Learn More: How to Supercharge Your First Home Deposit in New Zealand
2. Use KiwiSaver First Home Withdrawal
Eligible first home buyers can withdraw funds from their KiwiSaver account to boost their deposit, helping to lower their LVR.
3. Consider the First Home Loan Scheme
The Kāinga Ora First Home Loan allows eligible buyers to purchase with as little as a 5% deposit. While this is a high-LVR loan, it's backed by government support and has specific eligibility criteria including income and price caps.
4. Buy a Less Expensive Property
Purchasing a more affordable home means you'll need to borrow less, which can help you stay within the 80% LVR threshold with the deposit you already have.
5. Get Family Assistance
Some first home buyers receive gifts or family guarantees to help increase their deposit. Ensure any family assistance is properly documented and meets bank requirements.
LVR and Property Valuation
It's important to note that banks base your LVR on their registered valuation of the property, not necessarily the purchase price you've agreed to pay.
If the bank's valuation comes in lower than the sale price, your LVR could be higher than you expected - which means you might need to contribute more deposit or renegotiate the sale price.
Example:
Purchase Price: $650,000
Bank Valuation: $620,000
Your Deposit: $130,000 (20% of purchase price)
Loan Amount: $520,000
LVR Based on Bank Valuation: ($520,000 ÷ $620,000) × 100 = 83.87%
In this scenario, even though you thought you had a 20% deposit, the bank's lower valuation means your LVR is actually 83.87% - making you a high-LVR borrower.
Navigating LVR Restrictions with Expert Help
Understanding LVR and how it affects your borrowing capacity can be complex, especially when combined with changing RBNZ restrictions, bank-specific policies, and property valuations.
A mortgage adviser can help you calculate your LVR and assess your borrowing power, giving you a clear picture of where you stand. They can identify which banks currently have capacity for high-LVR lending, as this changes regularly and varies between lenders. An adviser can also structure your application to maximise your approval chances, help you understand the true cost of low equity margins over the life of your loan, and navigate any property valuation challenges that arise during the process.

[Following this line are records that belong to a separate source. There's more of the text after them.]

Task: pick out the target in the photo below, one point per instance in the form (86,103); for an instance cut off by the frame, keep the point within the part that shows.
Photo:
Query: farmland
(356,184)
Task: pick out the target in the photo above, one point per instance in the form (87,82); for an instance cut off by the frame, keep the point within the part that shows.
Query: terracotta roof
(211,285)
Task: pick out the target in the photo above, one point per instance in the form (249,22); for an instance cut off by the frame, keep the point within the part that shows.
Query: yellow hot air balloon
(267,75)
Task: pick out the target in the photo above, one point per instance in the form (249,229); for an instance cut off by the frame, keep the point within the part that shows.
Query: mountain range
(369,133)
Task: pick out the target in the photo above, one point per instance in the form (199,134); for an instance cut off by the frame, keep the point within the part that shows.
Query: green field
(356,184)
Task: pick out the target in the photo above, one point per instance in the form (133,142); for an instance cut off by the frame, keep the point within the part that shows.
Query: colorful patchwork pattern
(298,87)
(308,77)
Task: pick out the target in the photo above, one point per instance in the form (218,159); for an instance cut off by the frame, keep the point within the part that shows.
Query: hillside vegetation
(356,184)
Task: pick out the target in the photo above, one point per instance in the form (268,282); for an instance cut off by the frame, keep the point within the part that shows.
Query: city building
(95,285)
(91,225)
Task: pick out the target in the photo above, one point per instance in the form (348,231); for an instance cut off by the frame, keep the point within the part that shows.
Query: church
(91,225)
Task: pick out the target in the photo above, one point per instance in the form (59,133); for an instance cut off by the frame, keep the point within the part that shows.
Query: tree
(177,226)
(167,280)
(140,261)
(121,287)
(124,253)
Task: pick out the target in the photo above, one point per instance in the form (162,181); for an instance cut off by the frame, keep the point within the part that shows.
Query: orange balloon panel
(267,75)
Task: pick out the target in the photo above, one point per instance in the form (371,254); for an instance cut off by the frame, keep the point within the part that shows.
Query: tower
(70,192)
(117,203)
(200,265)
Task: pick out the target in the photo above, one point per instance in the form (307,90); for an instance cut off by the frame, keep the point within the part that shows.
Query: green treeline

Learn More: Should I Use a Mortgage Adviser or Go Direct to the Bank?
Take Control of Your LVR Position
Understanding your LVR is the first step to planning a successful home purchase. By knowing where you stand and what options are available to you, you can make informed decisions about how much deposit to save, what price range to shop in, and which lending pathways are right for your situation.
Whether you're aiming for a 20% deposit to avoid LVR restrictions entirely, or you're exploring low-deposit options like the First Home Loan, having a clear understanding of LVR will empower you to navigate the home buying process with confidence.